Per la gara di domani, l'assetto sarà il 4-3-1-2: «Faremo sempre il 4-3-1-2. Cambieremo qualcosa a livello tattico, nel senso che cambieranno i compiti dei giocatori», ha rivelato il tecnico. La squadra, a detta sua, non possiede un attaccante in grado di segnare venti gol da affiancare a Montevago, che è ciò che realmente servirebbe. «Visto che non c’è lavoreremo diversamente. Chiederò di giocare in un altro modo ma con la stessa base».
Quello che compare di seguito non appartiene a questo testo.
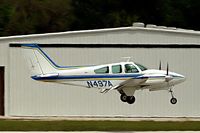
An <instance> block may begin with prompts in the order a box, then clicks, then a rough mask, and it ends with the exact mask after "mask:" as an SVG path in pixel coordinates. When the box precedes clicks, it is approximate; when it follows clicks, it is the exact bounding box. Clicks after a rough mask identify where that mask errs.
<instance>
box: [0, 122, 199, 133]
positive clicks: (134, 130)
mask: <svg viewBox="0 0 200 133" xmlns="http://www.w3.org/2000/svg"><path fill="white" fill-rule="evenodd" d="M0 131H200V121H185V122H174V121H173V122H167V121H165V122H163V121H162V122H158V121H71V120H62V121H41V120H0Z"/></svg>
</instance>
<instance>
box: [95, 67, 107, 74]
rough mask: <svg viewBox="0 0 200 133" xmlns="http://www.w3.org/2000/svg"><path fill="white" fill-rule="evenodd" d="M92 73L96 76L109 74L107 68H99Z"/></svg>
mask: <svg viewBox="0 0 200 133" xmlns="http://www.w3.org/2000/svg"><path fill="white" fill-rule="evenodd" d="M94 72H95V73H96V74H104V73H109V67H108V66H106V67H102V68H99V69H96V70H94Z"/></svg>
Infine, un'ultima battuta sul derby, toccando anche l'aspetto arbitrale e l'uso delle nuove tecnologie: «Sul primo gol ci sono demeriti nostri, Calapai ha sentito un fischio dalla curva e ha preso palla con le mani. Non mi permetto di trovare alibi ma vorrei capire anche la funzione dell’FVS, su Megelaitis c’è un fallo incredibile. L’FVS è un vorrei ma non posso. O metti un Var credibile oppure questo non è carne né pesce». Il gol subito è stato il frutto di disattenzioni: «Sono nati quattro-cinque angoli, siamo andati in difficoltà, abbiamo perso la marcatura con Tozzuolo e abbiamo preso gol. Qui bisogna crescere su concentrazione e cattiveria».
Il rammarico è evidente: «C’è rammarico, il derby fa partita a sé, ci è dispiaciuto non aver potuto dare una gioia ai tifosi e alla famiglia di Renzo, pensiamo a Campobasso».